Sandoval has had to work hard to regain the form he showed in 2009 as a promising 23-year-old.
In November 2010, with Sandoval overweight and having been displaced by Juan Uribe as the starting third baseman in San Francisco during the playoffs, the Venezuelan native was issued a clear challenge by the Giants organization: Get in shape or you'll find yourself in Triple-A.
"Those are things that happen in your career, things that God puts in your path to see how you take them," Sandoval said. "I learned from them."
That winter, "Kung Fu Panda" followed a strict diet and embarked on a comprehensive conditioning program in Arizona in order to lose weight and get into better shape.
"You've got to hold your head high and your feet on the ground to achieve what you want to do," he said. "I worked hard and I'm seeing the results."
Everyone has seen the results. In spite of hand and hamstring injuries that have put a dent in his playing time the last two seasons, Sandoval has bounced back from his dismal showing at the end of 2010. He hit .283 in 108 games and 396 at-bats during the 2012 regular season, with 12 home runs and 63 RBIs.
But the 26-year-old has saved the best for last in 2012. In 12 postseason games, he has hit at a .320 clip with three home runs, nine RBIs and an OPS of .920. He was a key contributor in the Giants' comeback from a 3-1 deficit in the National League Championship Series against St. Louis, hitting .310 in the series with two home runs, six RBIs and a .941 OPS.
"He's a big part of this team," said Giants catcher Eli Whiteside, who has seen the good and not so good in Sandoval's career in San Francisco. "When he goes, we go. He gets on in front of Buster [Posey] and makes things happen.
"He's had his ups and downs, but he always comes back and he works hard. He's a good guy to have in the clubhouse and on the field. Just like everyone in that clubhouse, everybody works. We've got a common goal. This is our goal -- to get to the World Series every year. He got away from himself a little bit, but he's playing great now. That's what we've needed down the stretch. He's been solid."
Giants ace Matt Cain has also seen Sandoval's transformation since that fateful wakeup call in November 2010.

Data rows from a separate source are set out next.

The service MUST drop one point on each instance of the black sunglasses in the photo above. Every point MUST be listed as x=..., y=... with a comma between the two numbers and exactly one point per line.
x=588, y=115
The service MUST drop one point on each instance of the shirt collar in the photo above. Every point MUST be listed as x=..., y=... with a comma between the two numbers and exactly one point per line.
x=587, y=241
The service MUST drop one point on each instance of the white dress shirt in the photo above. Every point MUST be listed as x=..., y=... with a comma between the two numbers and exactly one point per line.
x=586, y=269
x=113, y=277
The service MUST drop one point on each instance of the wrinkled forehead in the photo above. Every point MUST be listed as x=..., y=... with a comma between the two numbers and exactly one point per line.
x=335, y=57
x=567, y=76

"That shows what kind of competitor he is and kind of teammate he is," Cain said. "He wanted to be better and he wanted to play well. They put that challenge in front of him, and he took it.
"We've all known the player that he was; it just seemed like that year some things weren't clicking for him. Last year and then this year, it's been working. That will happen every once in a while. You'll have years where you're not the same guy, and I'm not really sure why. But he's been huge for us."
Now Sandoval has a chance not only to get a second World Series ring, but to do it this time as a one of the main cogs in the Giants' attack.
"In life you can't be satisfied with anything, you've got to keep working and achieving goals," Sandoval said. "One of my goals this year was to be in the World Series. Now that I'm part of it, it's time to try to win it."
This story was not subject to the approval of Major League Baseball or its clubs.